Raqqa Revisited: Ceramics of Ayyubid Syria, Metropolitan Museum of Art (New York, NY), 2006.

SIDELIGHTS:

Marilyn Jenkins-Madina is an expert on Islamic art, architecture, and jewelry. In Islamic Art and Architecture 650-1250, written with Richard Ettinghausen and Oleg Grabar, she looks at a wide variety of artworks and architectural accomplishments from North Africa, Spain, and the Middle East. The book covers items such as jewelry, books, textiles, ceramics, buildings, and other forms of art. The authors also trace the growth and development of art centers throughout the geographic area of the Islamic world.

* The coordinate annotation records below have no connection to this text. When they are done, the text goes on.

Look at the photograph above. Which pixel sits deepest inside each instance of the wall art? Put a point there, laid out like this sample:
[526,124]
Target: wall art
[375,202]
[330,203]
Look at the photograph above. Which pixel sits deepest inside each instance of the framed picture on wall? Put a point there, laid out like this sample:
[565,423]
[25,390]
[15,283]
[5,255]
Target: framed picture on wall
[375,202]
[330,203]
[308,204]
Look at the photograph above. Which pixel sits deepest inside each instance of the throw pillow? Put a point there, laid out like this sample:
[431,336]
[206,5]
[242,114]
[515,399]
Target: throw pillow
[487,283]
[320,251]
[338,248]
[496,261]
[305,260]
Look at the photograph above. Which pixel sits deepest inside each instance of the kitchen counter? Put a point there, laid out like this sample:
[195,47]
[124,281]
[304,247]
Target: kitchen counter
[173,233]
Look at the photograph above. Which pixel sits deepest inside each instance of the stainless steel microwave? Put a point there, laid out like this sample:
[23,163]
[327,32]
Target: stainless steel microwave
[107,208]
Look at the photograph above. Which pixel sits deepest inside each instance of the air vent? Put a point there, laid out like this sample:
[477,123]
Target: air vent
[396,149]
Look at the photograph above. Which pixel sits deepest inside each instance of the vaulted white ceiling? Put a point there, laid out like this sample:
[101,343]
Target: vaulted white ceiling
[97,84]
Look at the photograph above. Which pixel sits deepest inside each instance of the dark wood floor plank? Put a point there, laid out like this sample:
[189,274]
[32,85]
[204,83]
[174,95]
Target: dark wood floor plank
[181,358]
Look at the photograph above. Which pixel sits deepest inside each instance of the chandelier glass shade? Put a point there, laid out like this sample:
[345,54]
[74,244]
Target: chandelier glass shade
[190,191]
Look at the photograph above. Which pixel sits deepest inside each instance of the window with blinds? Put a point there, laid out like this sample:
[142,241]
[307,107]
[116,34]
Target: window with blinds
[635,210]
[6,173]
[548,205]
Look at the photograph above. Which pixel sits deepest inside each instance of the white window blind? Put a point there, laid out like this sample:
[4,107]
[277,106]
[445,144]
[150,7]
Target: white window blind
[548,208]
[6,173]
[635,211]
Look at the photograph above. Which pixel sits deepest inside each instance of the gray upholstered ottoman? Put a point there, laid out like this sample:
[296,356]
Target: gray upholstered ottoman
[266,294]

With Raqqa Revisited: Ceramics of Ayyubid Syria, Jenkins-Madina provides a scholarly study of ceramics from Raqqa, a significant Islamic city located in what is now Syria. This Middle Eastern city grew into prominence in the eighth century and was destroyed in 1265; during its heyday it was a major center for the creation of ceramics and other artworks. In the late-nineteenth and early twentieth centuries, wealthy collectors began buying items from Raqqa and elsewhere, inspired by interest in the Middle East and by translations of works such as One Thousand and One Nights. Through these channels, many items created in Raqqa made their way into American museums and collections. Writing in Library Journal, Stephen Allen Patrick called Raqqa Revisited a "remarkable, well-documented, and scholarly work" covering Raqqa ceramic collections in the Metropolitan Museum of Art. The author provides a detailed historical overview of the geographical region Raqqa, then concentrates on exploring the background of the Raqqa ceramics themselves. Jenkins-Madina also remarks on the physical characteristics of the ceramics, and she describes how they are analyzed, techniques for dating them, and methods for determining their provenance. Patrick called the book a "well-organized and easy-to-use work."

BIOGRAPHICAL AND CRITICAL SOURCES:

PERIODICALS

Choice: Current Reviews for Academic Libraries, December 1, 2006, D.K. Haworth, review of Raqqa Revisited: Ceramics of Ayyubid Syria, p. 633.

Library Journal, October 1, 2006, Stephen Allan Patrick, review of Raqqa Revisited, p. 68.

Publishers Weekly, March 11, 2002, "Building Islam and Beyond," p. 69.

Reference & Research Book News, August, 2006, review of Raqqa Revisited.